2 poor quality photos, the one on the left is in too dark, the one on the right is partly in shadow and with sun glare on the front of the hoof. Both photos also have grass blocking the view of the hoof
A photo of a hoof that is muddy or standing in long grass or deep sand is fairly pointless.To get the best out of your hoof pics you need to get photos that are A; clear B; as close as you can possibly get to the hoof without the picture becoming blurry C; consistently take subsequent photos at the same angle-always. D; never put yourself at risk when taking photos. Young or nervous horses can take fright at the small noises some cameras make. Do a few test runs first to make sure the horse is okay about being in the limelight before you get up close and personal!
The following sequence is a good basis for a series of hoof photos and will provide information while minimising distortion. This sequence works well for both the horse owner and for Natural Hoof Care Practitioners who need to keep photographic records for case studies.
Side, front and sole photos should all have the hoof filling up the camera frame.
Most digital cameras have a close up photo setting or 2. Set your camera to all the close up settings you have, and then move the camera as close to the hoof as you can to get a good close up shot.

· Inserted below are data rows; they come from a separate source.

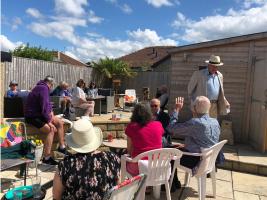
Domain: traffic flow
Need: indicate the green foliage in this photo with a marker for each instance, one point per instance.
(112, 68)
(33, 52)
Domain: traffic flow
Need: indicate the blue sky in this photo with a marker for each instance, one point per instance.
(91, 29)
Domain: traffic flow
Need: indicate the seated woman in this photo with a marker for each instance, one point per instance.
(13, 91)
(89, 173)
(92, 90)
(79, 99)
(143, 133)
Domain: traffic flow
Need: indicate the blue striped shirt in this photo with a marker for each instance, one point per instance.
(213, 86)
(202, 132)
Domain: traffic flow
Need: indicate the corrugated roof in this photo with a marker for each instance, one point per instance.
(241, 38)
(147, 57)
(61, 57)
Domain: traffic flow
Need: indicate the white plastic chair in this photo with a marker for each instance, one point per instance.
(127, 190)
(157, 168)
(206, 166)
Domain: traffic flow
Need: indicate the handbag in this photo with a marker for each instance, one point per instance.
(69, 113)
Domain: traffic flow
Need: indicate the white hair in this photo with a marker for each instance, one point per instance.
(202, 105)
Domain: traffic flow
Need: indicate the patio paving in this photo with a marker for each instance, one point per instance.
(230, 185)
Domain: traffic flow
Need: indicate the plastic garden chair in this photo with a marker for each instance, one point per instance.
(157, 167)
(206, 166)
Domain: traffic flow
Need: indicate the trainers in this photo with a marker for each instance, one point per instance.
(50, 161)
(63, 151)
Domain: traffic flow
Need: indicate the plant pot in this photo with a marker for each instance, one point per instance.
(38, 155)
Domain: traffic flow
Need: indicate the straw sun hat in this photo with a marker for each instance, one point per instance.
(214, 60)
(84, 137)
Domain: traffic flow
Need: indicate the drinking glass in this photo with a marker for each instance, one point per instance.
(17, 195)
(36, 187)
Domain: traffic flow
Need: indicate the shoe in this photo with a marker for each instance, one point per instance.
(63, 151)
(50, 161)
(175, 186)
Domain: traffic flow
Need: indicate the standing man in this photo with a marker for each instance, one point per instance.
(163, 118)
(209, 82)
(39, 113)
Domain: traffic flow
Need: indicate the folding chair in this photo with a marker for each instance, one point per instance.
(127, 190)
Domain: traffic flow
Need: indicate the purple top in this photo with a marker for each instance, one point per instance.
(38, 103)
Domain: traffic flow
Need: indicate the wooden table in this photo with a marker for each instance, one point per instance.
(118, 146)
(9, 163)
(116, 143)
(99, 98)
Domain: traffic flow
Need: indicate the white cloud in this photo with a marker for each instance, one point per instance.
(93, 35)
(126, 8)
(70, 21)
(68, 53)
(93, 18)
(149, 37)
(93, 48)
(34, 13)
(234, 23)
(159, 3)
(249, 3)
(70, 7)
(15, 23)
(7, 45)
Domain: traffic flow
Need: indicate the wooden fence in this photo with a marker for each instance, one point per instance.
(27, 72)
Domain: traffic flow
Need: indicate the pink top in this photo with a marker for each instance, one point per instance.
(145, 138)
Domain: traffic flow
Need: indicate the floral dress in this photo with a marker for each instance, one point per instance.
(89, 176)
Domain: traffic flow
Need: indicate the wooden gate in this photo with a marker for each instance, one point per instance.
(258, 116)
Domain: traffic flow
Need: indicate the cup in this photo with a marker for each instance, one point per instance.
(17, 195)
(36, 187)
(110, 137)
(113, 117)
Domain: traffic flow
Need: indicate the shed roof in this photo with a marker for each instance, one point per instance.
(224, 41)
(147, 57)
(61, 57)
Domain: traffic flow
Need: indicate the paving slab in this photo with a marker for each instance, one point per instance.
(249, 183)
(224, 175)
(247, 154)
(243, 196)
(224, 189)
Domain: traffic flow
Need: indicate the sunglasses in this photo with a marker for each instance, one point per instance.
(154, 106)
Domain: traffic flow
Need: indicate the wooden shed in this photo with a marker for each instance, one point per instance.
(245, 81)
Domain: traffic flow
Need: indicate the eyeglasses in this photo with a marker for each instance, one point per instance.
(154, 106)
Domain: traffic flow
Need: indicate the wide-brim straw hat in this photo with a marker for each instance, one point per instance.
(214, 60)
(13, 83)
(84, 137)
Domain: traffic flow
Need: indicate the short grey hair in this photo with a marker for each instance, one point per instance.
(202, 105)
(63, 83)
(49, 79)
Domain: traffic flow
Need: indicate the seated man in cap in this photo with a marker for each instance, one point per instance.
(201, 131)
(13, 91)
(38, 112)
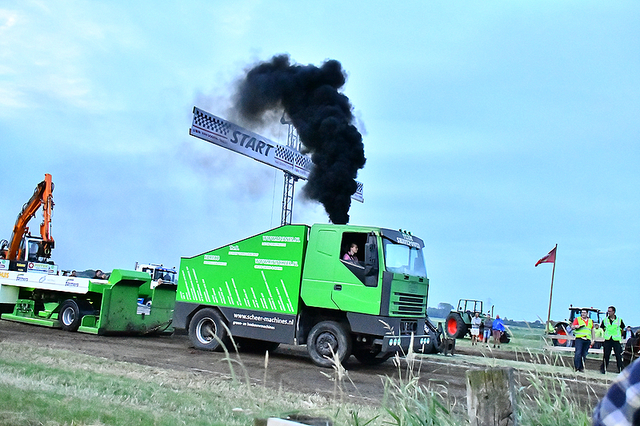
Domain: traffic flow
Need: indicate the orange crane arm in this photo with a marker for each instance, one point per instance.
(42, 196)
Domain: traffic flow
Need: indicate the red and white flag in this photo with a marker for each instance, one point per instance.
(549, 258)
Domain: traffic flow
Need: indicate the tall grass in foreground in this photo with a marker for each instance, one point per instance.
(55, 387)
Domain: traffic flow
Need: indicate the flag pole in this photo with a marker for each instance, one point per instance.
(553, 273)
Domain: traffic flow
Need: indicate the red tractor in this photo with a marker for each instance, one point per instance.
(458, 322)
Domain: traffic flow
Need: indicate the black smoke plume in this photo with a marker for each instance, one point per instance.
(322, 116)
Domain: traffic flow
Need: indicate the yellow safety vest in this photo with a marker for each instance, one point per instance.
(584, 331)
(612, 329)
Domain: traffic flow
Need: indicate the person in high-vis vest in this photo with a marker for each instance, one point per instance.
(583, 332)
(613, 328)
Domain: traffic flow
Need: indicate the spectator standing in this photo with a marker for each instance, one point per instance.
(612, 327)
(583, 332)
(487, 328)
(497, 327)
(475, 328)
(620, 404)
(628, 333)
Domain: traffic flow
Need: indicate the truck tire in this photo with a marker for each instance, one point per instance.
(455, 326)
(207, 331)
(69, 315)
(328, 340)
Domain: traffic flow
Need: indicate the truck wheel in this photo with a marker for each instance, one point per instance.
(69, 315)
(326, 340)
(207, 330)
(455, 326)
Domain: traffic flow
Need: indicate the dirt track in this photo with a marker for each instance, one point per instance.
(290, 367)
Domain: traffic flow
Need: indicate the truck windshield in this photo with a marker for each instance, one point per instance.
(403, 259)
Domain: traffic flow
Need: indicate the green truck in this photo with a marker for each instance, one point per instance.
(293, 285)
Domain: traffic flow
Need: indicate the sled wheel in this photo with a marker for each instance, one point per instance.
(328, 339)
(69, 315)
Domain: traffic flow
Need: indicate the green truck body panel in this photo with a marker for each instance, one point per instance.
(108, 307)
(260, 273)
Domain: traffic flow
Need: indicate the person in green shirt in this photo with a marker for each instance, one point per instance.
(598, 333)
(613, 328)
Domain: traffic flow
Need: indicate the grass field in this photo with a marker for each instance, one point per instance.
(57, 387)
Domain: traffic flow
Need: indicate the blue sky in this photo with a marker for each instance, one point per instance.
(492, 130)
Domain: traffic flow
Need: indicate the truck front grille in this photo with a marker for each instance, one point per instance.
(406, 304)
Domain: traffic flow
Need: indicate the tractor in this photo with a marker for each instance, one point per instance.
(458, 322)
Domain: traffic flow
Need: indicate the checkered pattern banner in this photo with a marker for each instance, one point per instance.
(210, 122)
(223, 133)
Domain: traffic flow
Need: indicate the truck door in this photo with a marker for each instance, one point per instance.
(356, 287)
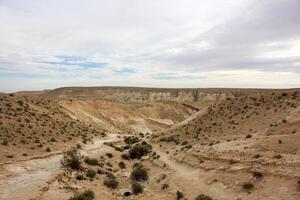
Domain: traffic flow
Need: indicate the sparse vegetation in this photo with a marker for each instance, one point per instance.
(139, 173)
(203, 197)
(86, 195)
(248, 186)
(138, 151)
(91, 173)
(111, 182)
(136, 188)
(91, 161)
(179, 195)
(72, 159)
(258, 174)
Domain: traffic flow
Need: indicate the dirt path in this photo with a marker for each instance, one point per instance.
(195, 181)
(25, 179)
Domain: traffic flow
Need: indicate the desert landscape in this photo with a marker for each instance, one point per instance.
(148, 143)
(149, 100)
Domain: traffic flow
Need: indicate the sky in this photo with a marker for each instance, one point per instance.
(149, 43)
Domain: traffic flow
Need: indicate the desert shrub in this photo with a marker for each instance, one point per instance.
(79, 177)
(248, 186)
(248, 136)
(86, 195)
(91, 161)
(138, 151)
(278, 156)
(139, 173)
(20, 102)
(4, 142)
(111, 182)
(164, 186)
(122, 165)
(258, 174)
(136, 188)
(109, 155)
(179, 195)
(72, 159)
(131, 140)
(203, 197)
(91, 173)
(125, 156)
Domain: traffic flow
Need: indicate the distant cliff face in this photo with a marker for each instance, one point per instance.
(140, 94)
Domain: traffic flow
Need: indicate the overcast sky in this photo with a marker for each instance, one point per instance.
(46, 44)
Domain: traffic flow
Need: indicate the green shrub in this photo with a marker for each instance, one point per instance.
(111, 182)
(91, 161)
(139, 173)
(91, 173)
(203, 197)
(72, 159)
(138, 151)
(179, 195)
(248, 186)
(258, 174)
(131, 140)
(86, 195)
(136, 188)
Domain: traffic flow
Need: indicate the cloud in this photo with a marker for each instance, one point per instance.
(165, 43)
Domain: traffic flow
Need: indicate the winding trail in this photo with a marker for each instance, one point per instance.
(194, 180)
(32, 175)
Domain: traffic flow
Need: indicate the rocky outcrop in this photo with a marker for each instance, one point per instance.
(126, 94)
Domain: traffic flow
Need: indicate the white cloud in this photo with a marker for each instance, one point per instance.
(250, 40)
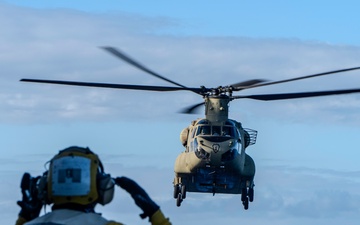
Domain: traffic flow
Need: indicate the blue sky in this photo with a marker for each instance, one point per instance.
(307, 150)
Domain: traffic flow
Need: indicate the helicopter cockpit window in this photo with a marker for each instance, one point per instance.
(216, 130)
(204, 130)
(228, 131)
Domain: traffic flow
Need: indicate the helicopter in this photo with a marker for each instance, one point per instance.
(214, 159)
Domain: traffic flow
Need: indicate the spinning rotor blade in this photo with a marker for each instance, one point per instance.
(303, 77)
(191, 109)
(283, 96)
(117, 86)
(131, 61)
(246, 84)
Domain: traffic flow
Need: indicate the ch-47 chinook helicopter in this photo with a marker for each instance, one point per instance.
(214, 159)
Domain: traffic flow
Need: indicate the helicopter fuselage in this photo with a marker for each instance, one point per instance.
(214, 159)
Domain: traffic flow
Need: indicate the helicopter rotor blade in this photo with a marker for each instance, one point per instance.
(191, 109)
(132, 62)
(116, 86)
(303, 77)
(283, 96)
(246, 84)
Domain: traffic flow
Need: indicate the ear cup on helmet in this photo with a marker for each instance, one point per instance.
(105, 187)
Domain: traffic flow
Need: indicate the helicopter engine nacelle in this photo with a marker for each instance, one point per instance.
(184, 136)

Don’t use the zoom for close up’s. You should get a better quality photo by moving the camera towards the hoof.
Side on photos should be taken at right angles to the hoof with the camera lens aiming at the middle of the hoof. The horse should be standing on level ground, preferably a smooth surface that doesn’t have any grass, or debris between the camera and the hoof. For practitioners, a small square of plywood carried in the car is handy to place the hoof on if a concrete surface is not available.